# Timing for Dun L ferry to Galway please



## 88741 (May 9, 2005)

I have just come up with the brill idea to go at last to Ireland next year.
Am thinking Galway and Mayo are the areas I would like to see this trip, as the walking and sea coast looks like my kind of country. I would appreciate a rough idea of how long it will take me to drive across to them. I know I should probably stop off en route :lol: but I would like to explore these 2 areas well.

NB Had to put Dun L ferry as cannot remember how to spell them  please forgive me all natives :lol:


----------



## IrishHomer (May 30, 2006)

Hi Helen,

From Dun Laoghaire(pronounced Doon Leera or Dun Leery - our own can't agree!) to Galway - you need to allow at least 3 - 4 hours depending on the traffic on the hated M50. Mostly motorway(M4) for half the journey. when you get to Galway, you could tour on out into Connemara and up into Mayo. Try to see Roundstone, Leenane and Westport. From Mayo back to Dublin, allow 5 hours and more to get out to Dun Laoghaire. Hope you have a great time over here. More members on here will have better information.

Irishhomer


----------



## tincan (Jul 31, 2006)

Helen, would have to agree with IH but would add Achill Island to the list, Keem Bay is as near paradise as you will find, just try to make it on a good day. There is also a fantastic Irish Heritage Museum in Castlebar which is worth a visit, it depicts life in Ireland pre Celtic Tiger. If you love seafood you should try the Quay Cottage Restaurant in Westport for a real treat

Noel


----------



## DubPaul (May 10, 2005)

Let's all just called Dunlagdsjhjere "Kingstown" OK?


----------



## 96633 (Nov 3, 2005)

The West of Ireland is probably one of the most peaceful and beautiful places in the whole of the British Isles and you are hoping to visit the best part of it. The scenery in Connemara is exceptional and I am sure you will thouroughly enjoy it.

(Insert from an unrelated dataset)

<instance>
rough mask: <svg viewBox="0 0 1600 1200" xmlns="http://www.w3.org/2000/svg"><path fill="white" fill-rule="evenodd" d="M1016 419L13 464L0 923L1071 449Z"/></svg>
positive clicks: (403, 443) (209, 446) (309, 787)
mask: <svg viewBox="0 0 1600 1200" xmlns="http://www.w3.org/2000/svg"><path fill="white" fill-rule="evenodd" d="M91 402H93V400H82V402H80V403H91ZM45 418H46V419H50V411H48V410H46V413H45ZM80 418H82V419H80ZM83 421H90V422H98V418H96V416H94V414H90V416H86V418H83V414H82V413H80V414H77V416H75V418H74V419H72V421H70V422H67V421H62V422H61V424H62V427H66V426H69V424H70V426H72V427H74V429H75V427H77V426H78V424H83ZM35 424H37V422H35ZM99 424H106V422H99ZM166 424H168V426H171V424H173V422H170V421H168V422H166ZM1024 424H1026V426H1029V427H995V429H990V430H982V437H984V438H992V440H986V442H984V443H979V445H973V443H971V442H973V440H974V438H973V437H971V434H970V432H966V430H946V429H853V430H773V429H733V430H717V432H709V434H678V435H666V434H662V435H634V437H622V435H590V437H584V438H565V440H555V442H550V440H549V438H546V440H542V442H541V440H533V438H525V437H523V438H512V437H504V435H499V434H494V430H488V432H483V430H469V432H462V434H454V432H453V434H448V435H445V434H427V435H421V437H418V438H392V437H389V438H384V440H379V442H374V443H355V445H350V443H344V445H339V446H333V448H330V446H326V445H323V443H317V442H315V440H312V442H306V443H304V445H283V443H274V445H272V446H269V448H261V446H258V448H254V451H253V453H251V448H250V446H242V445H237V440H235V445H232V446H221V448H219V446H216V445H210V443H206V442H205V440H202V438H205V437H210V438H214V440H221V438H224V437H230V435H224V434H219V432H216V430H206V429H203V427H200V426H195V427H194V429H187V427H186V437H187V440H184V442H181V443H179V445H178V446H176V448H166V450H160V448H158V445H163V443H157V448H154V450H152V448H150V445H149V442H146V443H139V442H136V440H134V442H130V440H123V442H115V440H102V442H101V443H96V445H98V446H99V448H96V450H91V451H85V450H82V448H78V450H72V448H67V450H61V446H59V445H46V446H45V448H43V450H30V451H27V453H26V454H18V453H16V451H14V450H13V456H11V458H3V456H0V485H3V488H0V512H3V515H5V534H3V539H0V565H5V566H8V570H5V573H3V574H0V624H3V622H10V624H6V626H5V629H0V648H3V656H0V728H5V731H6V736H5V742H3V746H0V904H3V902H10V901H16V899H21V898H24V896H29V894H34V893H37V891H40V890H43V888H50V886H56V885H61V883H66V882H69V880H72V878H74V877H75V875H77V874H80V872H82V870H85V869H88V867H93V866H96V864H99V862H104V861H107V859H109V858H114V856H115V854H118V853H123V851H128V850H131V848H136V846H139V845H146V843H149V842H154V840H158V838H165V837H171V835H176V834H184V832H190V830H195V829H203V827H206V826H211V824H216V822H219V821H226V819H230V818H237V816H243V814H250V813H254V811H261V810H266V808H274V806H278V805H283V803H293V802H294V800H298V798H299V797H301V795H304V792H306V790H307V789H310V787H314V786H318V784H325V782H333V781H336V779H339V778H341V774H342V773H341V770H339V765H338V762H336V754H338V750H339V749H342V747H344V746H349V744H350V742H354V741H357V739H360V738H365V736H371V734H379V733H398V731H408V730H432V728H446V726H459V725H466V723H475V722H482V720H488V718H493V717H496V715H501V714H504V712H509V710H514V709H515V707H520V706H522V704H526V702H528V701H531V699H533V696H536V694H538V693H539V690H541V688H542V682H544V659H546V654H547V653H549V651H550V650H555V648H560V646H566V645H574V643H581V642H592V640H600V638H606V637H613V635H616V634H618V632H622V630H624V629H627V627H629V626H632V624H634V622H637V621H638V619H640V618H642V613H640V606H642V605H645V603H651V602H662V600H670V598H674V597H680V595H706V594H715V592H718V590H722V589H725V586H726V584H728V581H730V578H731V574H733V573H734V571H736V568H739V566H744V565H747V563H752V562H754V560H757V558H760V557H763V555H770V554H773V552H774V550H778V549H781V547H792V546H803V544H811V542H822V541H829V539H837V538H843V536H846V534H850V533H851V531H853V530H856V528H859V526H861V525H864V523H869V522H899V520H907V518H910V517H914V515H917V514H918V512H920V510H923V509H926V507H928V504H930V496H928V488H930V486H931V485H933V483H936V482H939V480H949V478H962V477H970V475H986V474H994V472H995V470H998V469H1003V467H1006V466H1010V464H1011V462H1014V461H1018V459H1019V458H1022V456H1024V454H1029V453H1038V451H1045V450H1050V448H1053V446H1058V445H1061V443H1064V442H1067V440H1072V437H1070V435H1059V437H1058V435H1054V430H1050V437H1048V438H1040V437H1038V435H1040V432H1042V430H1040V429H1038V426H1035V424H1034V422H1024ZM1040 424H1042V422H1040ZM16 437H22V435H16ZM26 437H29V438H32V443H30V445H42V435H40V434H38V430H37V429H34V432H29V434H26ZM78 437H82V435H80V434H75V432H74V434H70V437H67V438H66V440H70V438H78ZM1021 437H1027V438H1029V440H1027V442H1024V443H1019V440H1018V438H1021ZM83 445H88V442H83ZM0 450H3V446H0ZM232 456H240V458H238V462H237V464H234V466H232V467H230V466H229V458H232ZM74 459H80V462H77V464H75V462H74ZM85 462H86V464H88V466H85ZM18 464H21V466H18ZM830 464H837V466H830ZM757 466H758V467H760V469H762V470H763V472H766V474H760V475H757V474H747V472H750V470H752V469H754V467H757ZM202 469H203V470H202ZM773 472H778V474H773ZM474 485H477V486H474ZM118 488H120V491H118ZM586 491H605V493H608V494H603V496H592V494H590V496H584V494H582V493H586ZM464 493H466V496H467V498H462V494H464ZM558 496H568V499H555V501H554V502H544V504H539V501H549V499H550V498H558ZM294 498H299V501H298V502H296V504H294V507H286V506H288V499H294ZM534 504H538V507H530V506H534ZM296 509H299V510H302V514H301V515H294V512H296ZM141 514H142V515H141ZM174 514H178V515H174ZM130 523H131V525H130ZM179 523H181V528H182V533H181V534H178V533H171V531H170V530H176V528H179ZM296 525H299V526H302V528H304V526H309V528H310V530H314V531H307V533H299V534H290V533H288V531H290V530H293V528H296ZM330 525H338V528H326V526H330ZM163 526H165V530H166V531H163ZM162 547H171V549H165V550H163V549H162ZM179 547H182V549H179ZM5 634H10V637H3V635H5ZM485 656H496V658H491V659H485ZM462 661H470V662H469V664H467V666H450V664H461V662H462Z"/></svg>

> There is also a fantastic Irish Heritage Museum in Castlebar which is worth a visit


I would however take issue with tincan on this recommendation as we visited the Museum and found it to be the biggest waste of time and money. Whilst I realise that it was attempting to depict Irish country life from long ago we were very disappointed.

Just our opinion - others probably disagree.

Brian


----------